Miraba la ciudad de Madrid y la irrealidad de sus calles y de sus casas y de sus seres humanos me llagaba por todo mi cuerpo.

He sido un eccehomo.

No entendí la vida.

Las conversaciones con otros seres humanos se volvieron aburridas, lentas, dañinas.

Me dolía hablar con los demás: veía la inutilidad de todas las conversaciones humanas que han sido y serán. Veía el olvido de las conversaciones cuando estas aún estaban presentes.

La caída antes de la caída.

La vanidad de las conversaciones, la vanidad del que habla, la vanidad del que contesta. Las vanidades pactadas para que el mundo pueda existir.

Fue entonces cuando volví otra vez a pensar en mi padre. Porque pensé que las conversaciones que había tenido con mi padre eran lo único que merecía la pena. Regresé a esas conversaciones, a la espera de lograr un momento de descanso en mitad del desvanecimiento general de todas las cosas.

Creí que mi cerebro estaba fosilizado, no era capaz de resolver operaciones cerebrales sencillas. Sumaba las matrículas de los coches, y esas operaciones matemáticas me sumían en una honda tristeza. Cometía errores a la hora de hablar el español. Tardaba en articular una frase, me quedaba en silencio, y mi interlocutor me miraba con pena o desdén, y era él quien acababa mi frase.

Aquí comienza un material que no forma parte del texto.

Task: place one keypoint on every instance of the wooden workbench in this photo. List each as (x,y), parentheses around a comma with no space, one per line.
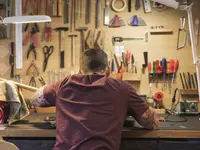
(34,126)
(32,133)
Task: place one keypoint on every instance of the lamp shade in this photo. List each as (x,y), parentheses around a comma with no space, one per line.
(169,3)
(26,19)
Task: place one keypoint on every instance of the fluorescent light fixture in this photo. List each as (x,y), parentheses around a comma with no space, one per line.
(26,19)
(169,3)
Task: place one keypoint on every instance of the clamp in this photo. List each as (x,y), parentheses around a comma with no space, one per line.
(32,65)
(32,49)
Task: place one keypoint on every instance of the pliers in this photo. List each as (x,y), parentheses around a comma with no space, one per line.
(32,49)
(32,82)
(42,81)
(32,65)
(48,32)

Tartamudeaba, y repetía mil veces la misma oración. Tal vez había belleza en esa disfemia emocional. Le pedí cuentas a mi padre. Pensaba todo el rato en la vida de mi padre. Intentaba encontrar en su vida una explicación de la mía. Me volví un ser aterrorizado y visionario.

Me miraba en el espejo y veía no mi envejecimiento, sino el envejecimiento de otro ser que ya había estado en este mundo. Veía el envejecimiento de mi padre. Podía así recordarle perfectamente, solo tenía que mirarme yo en el espejo y aparecía él, como en una liturgia desconocida, como en una ceremonia chamánica, como en un orden teológico invertido.

No había ninguna alegría ni ninguna felicidad en el reencuentro con mi padre en el espejo, sino otra vuelta de tuerca en el dolor, un grado más en el descendimiento, en la hipotermia de dos cadáveres que hablan.

Veo lo que no fue hecho para la visibilidad, veo la muerte en extensión y en fundamentación de la materia, veo la ingravidez global de todas las cosas. Estaba leyendo a Teresa de Ávila, y a esa mujer le ocurrían cosas parecidas a las que me ocurren a mí. Ella las llamaba de una manera, yo de otra.